株式会社アクセルスペース代表取締役CEO 中村友哉

ウミトロン株式会社代表取締役 藤原謙

株式会社農業情報設計社代表取締役 CEO, ファウンダー 濱田安之

Our Stars株式会社CTO 野田篤司

株式会社Synspective執行役員/一般財団法人日本宇宙フォーラム宇宙政策調査研究センターフェロー 淺田正一郎(モデレーター)

登壇者紹介

司会:それでは始めます。このセッションは、「北海道のスタートアップエコシステムの構築に貢献する」株式会社D2 Garageの提供でお送りします。セッション5 Sponsored by D2 Garage「北海道は宇宙利用の先進地になれるか?一次産業イノベーション」よろしくお願いします。

淺田氏

©北海道宇宙サミット2021

淺田氏:みなさまこんばんは。モデレーターを務めます淺田です。私は株式会社Synspective(シンスペクティブ)以外の会社にもいろいろいますけど、このセッションでは特にデータの利用に焦点を合わせていきますので、シンスペクティブのメンバーとしてモデレーターを務めたいと思います。

登壇者には、ユーザーとなるデータを利用している方が2人、それからデータを提供している、するであろうところも含めて3者で、良い組み合わせになっています。みなさんに有益なディスカッションをお届けできたらと思っています。それでは中村さんからお願いします。

中村氏:アクセルスペースの中村友哉と申します。今日は北海道まで来て、また宇宙の話ができることを大変光栄に思っております。まずアクセルスペースについて簡単にお話しできればと思っております。

我々歴史はけっこう長くて、2008年に設立しております。今年の夏で13周年を迎えたベンチャー企業です。その間、合計9機の人工衛星を実際に開発し、打ち上げ、運用といった実績を持っています。

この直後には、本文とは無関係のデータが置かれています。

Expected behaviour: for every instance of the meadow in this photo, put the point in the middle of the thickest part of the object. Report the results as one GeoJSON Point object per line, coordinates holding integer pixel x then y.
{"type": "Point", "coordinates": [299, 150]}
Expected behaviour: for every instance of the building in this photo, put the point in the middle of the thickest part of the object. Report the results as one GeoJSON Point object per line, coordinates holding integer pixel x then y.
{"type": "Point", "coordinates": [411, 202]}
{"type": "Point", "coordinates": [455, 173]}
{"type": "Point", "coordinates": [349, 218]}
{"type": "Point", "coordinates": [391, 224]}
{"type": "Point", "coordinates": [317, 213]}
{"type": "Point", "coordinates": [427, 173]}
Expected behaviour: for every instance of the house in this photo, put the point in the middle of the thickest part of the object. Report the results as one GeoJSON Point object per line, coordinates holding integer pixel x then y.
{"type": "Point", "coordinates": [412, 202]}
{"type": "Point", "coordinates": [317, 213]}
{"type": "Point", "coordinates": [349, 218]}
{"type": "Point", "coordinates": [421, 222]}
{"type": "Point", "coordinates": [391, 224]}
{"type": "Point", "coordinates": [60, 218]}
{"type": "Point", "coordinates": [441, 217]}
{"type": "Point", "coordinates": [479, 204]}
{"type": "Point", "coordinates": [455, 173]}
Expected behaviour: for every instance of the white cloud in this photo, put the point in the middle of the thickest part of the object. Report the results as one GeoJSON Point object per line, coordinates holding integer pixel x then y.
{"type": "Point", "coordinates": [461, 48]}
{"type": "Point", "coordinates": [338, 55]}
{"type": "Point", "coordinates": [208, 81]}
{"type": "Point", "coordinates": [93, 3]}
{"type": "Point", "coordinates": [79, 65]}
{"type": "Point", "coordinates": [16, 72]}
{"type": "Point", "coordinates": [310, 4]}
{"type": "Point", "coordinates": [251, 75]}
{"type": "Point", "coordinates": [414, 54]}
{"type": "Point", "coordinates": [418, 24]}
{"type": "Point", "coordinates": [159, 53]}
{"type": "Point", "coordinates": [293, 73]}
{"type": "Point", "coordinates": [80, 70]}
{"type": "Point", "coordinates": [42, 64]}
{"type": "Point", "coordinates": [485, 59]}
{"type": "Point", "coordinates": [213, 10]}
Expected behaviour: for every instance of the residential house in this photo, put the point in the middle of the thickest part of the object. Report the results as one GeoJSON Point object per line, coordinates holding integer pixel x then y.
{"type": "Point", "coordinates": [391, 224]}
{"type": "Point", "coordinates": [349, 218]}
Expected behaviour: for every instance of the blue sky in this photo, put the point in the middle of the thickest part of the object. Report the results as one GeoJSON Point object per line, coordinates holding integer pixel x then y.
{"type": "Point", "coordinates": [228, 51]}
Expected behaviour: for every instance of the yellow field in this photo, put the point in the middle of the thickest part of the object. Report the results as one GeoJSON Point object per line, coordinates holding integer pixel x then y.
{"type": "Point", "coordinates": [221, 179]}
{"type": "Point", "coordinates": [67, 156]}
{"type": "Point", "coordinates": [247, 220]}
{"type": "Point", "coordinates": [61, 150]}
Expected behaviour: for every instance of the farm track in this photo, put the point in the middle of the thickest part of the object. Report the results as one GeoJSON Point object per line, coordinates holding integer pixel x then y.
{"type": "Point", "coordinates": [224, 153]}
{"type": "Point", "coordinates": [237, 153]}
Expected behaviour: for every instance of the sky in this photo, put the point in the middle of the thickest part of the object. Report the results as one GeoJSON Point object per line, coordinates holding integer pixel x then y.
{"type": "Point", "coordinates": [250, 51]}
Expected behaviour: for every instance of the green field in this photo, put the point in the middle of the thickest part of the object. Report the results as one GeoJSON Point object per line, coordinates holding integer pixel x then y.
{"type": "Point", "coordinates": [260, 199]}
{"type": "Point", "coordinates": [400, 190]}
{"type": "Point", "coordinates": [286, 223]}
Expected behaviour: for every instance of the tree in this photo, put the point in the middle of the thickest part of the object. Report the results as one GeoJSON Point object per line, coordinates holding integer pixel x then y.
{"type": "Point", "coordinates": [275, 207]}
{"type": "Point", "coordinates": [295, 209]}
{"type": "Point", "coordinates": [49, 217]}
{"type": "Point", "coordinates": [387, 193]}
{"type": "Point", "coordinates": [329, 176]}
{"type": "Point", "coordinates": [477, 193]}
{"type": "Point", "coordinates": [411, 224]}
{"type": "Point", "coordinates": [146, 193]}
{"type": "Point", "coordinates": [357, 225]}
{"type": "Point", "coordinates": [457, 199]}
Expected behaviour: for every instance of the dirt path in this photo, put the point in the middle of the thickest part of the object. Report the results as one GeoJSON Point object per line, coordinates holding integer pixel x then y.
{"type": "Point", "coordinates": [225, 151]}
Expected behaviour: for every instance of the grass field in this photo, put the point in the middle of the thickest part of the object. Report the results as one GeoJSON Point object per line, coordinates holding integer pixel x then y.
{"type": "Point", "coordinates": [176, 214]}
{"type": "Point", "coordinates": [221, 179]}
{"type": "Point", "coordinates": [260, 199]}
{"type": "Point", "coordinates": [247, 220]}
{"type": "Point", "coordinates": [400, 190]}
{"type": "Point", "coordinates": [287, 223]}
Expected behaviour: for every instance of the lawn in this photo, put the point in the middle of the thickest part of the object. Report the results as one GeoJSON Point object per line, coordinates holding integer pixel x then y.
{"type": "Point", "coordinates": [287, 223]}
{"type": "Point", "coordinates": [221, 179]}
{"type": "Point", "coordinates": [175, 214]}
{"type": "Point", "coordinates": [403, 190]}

起業のきっかけは、株式会社ウェザーニューズさんと、北極海をモニタリングするための衛星を作ろうということで始まりました。今でこそ宇宙ビジネスは非常に盛り上がってきておりますけれども、2008年頃は全くそういった周りの応援もなく、投資家の人には全く話を聞いてもらえないと。「宇宙ビジネス?は?」というような時代だったので、そこからの変わりように私自身も驚いています。

ウェザーニューズさんの衛星打ち上げ、それからJAXAさんのRAPIS-1という技術実証衛星も経験させていただいて、その間我々の技術力も非常に上がりました。創業当時は10kgの衛星を作っていましたが、現在100kg級の人工衛星をメインに作っております。

100kgといいますと、非常に低コストで素早く作れる一方で、以前であれば大型衛星でしか実現できなかったようなことができつつあるので、今非常に世界的にもホットな領域です。そこを我々主力でやっています。宇宙業界は数個作ればもう量産っていうちょっと変わった業界ではあるんですけれども、今年の3月には、4機を同時に打ち上げました。

日本で初めて衛星コンステレーションの構築に成功しております。この5機の、2018年に初号機を打ち上げて今年4機打ち上げた、こちらのアクセルグローブと呼ばれるプロジェクト向けの衛星は、地表、広いエリアを高頻度にモニタリングしていくプロジェクトでございます。現在5機体制で、日本付近ですとだいたい2日に1回ぐらいの観測頻度を実現しております。将来的には、2年後目処でさらに数を増やして、世界中どこでも1日1回モニタリングできるような観測体制を整えたいと思っております。今日はどうぞよろしくお願いいたします。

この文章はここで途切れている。